Anesthesia-Free Dentals VS Professional Veterinary Dental Cleaning

Most people agree that Dental Canine Dental care is important for the health and well being of their dog. Bad breath and stained teeth are obvious that your dog needs dental care but they can, also, indicate gum disease, abscesses or bacterial plaque. Bacteria from the plaque can spread into the gums causing inflammation resulting in gum recession, loose teeth and bone damage. Bacteria can spread into the bloodstream causing heart valve damage leading to congestive heart failure. Also, the bacteria can cause micro abscesses in the liver reducing its function and/or irreversible kidney damage.

80% of dogs show signs of periodontal disease by the age of 3 without proper dental care according to the American Veterinary Dental Society. Dr. Kate Knutson (AAHA President) feels that 60% dental problems occur below the gum line that require an X-Ray to properly diagnose.

A debate among Veterinarians and dental technicians has been brewing over POPD (Professional Outpatient Preventive Dentistry) or, also, known as 'Anesthesia-Free Dentistry' verses Dental care with the use of anesthesia. POPD is offered by a wide range of professionals from Veterinarians and Vet Techs in licensed clinic to pet stores, groomers, boarding facilities and in some states out of garages without the supervision of a Veterinarian. Human trained 'hygenist' have found that they can work for a groomer or boarding facilities or setup their own shop as a 'canine hygenist'. Dr. Kate Knutson stated "a pet's mouth isn't the same as a human one, and requires veterinary expertise". President of the American College of Veterinary Dentistry, Dr. Jan Bellows, has been very outspoken against POPD: "Anesthetic-free dentals are a waste of money; the public is being bamboozled". Because POPD doesn't use anesthesia the technician can't clean below the gum line where 60% of dental problems occur. Nor can POPD polish the teeth's surface above and below the gum line that is crucial to preventing buildup of calculi (tartar) and bacterial plaque. Some feel that POPD produces a false sense of security because the teeth look clean and white yet an abscess could be causing pain below the gum line.
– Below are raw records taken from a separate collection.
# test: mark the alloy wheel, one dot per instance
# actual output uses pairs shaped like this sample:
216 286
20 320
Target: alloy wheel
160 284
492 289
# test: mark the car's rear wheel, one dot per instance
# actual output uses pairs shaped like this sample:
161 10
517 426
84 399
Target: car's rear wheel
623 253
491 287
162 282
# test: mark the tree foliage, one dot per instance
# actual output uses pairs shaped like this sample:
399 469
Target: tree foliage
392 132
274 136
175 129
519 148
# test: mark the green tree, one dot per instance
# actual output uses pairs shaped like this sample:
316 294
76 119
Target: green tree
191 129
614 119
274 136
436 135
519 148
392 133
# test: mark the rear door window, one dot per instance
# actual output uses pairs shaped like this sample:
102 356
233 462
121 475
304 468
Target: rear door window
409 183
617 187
Studies have shown that less than 0.2% of healthy dogs have a severe reaction to anesthesia. It is key that the Veterinarian check the dog to make sure it is healthy enough to undergo anesthesia and the dog hasn't eaten 12 hours prior to the procedure.

On the other end of the argument, POPD procedure is less expensive. Anesthesia isn't required.

The middle of the road opinions say that using POPD in between the Anesthesia Dentals may help keep costs down.

Everyone agrees that prevention is the best treatment through regular brushing, water additives, specialized dental treats, monthly antibiotic treatment and yearly exam.

The internet offers a lot of pros and cons so you can decide on the best path for you.